Non si tratta di un regionalismo cooperativo, che prevede un’autonomia ben temperata su questioni secondarie. Qui si vuole spezzare il Paese in maniera egoista: qualcuno vuole creare piccoli staterelli sfasciando l’architettura istituzionale.
Siamo di fronte a una forzatura politica. I presidenti di Lombardia e Veneto parlano di accordo storico, ne fanno una sorta di giudizio di Dio. Ma è pericolosissimo procedere così su una materia del genere. Dopo il referendum del 2016 sarebbe stato giusto fermarsi e ripensare i rapporti tra Stato e Regioni.
Ci sarebbero 23 materie di discussione. Addirittura la scuola, i contratti del personale sanitario, le infrastrutture, le concessioni idroelettriche, la ricerca scientifica. Così si rompe l’unità nazionale. Qui si calpesta l’articolo 116 della Costituzione che parla di forme di autonomia.
Sono in discussione i diritti di cittadinanza. Chi propone questa autonomia vuole una sanità e una scuola per ogni regione, diritti diversi a seconda del luogo in cui si nasce o si vive: una nazione divisa tra regioni ricche e regioni povere.
Una secessione non dichiarata, ma sancita addirittura per legge. Vogliono cambiare la costituzione e l’assetto istituzionale del Paese senza una riforma costituzionale e senza neanche discuterne
Se si parla poi di finanziamenti tramite la compartecipazione alle imposte si introduce un’idea secondo cui un territorio dello stesso Stato è finanziato sottraendo risorse ad altri territori. Si rischia la secessione dei ricchi, si rischia di armare il Sud contro il Nord.
Purtroppo, e anche se in tempi diversi, anche la Regione Marche si è avviata su questo percorso. Con atto del maggio dell’anno scorso, votato all’unanimità e con la sola astensione del consigliere regionale di Art 1 Gianluca Busilacchi; ha infatti avviato l’iter per l’avvio del negoziato con lo stato per ulteriori forme e condizioni particolari di autonomia.
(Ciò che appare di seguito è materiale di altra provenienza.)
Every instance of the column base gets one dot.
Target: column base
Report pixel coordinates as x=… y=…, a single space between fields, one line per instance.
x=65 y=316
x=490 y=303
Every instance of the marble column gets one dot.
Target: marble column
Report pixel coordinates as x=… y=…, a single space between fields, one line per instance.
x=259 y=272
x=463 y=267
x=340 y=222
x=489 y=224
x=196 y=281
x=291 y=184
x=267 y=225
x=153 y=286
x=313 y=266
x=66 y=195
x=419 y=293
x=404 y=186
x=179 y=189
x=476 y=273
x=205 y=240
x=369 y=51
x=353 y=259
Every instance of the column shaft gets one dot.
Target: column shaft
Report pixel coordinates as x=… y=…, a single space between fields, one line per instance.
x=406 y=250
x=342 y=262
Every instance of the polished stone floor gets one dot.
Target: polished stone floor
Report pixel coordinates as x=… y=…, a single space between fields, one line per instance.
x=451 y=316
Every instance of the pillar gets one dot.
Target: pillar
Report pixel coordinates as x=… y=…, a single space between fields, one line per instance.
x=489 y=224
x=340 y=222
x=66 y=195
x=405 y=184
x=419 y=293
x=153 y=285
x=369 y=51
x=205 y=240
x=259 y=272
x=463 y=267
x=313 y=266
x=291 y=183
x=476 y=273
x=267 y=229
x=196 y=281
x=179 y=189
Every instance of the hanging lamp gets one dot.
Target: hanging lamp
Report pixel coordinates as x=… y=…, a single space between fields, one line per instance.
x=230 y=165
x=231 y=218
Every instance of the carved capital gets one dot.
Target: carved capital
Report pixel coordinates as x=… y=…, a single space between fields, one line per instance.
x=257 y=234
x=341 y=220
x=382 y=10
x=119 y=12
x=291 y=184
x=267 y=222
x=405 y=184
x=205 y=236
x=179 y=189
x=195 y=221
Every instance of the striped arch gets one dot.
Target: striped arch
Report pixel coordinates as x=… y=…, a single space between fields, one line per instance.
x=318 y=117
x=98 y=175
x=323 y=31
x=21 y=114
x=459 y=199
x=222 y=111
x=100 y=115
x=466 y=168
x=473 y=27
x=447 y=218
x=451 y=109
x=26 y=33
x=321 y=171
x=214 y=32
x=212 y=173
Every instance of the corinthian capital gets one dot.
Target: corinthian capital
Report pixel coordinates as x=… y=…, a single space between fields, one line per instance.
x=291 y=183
In materie tutt’altro che secondarie: internazionalizzazione delle imprese, ricerca scientifica e tecnologica, sostegno all'innovazione, tutela e sicurezza del lavoro, istruzione tecnica e professionale, territorio, rigenerazione urbana, ambiente e infrastrutture, tutela della salute, governance istituzionale.
Uno strappo nazionale al quale bisogna sottrarsi e porre rimedio, con una iniziativa della politica e istituzionale delle Regioni. Vogliamo sperare che anche dalla nostra Regione parta l’iniziativa.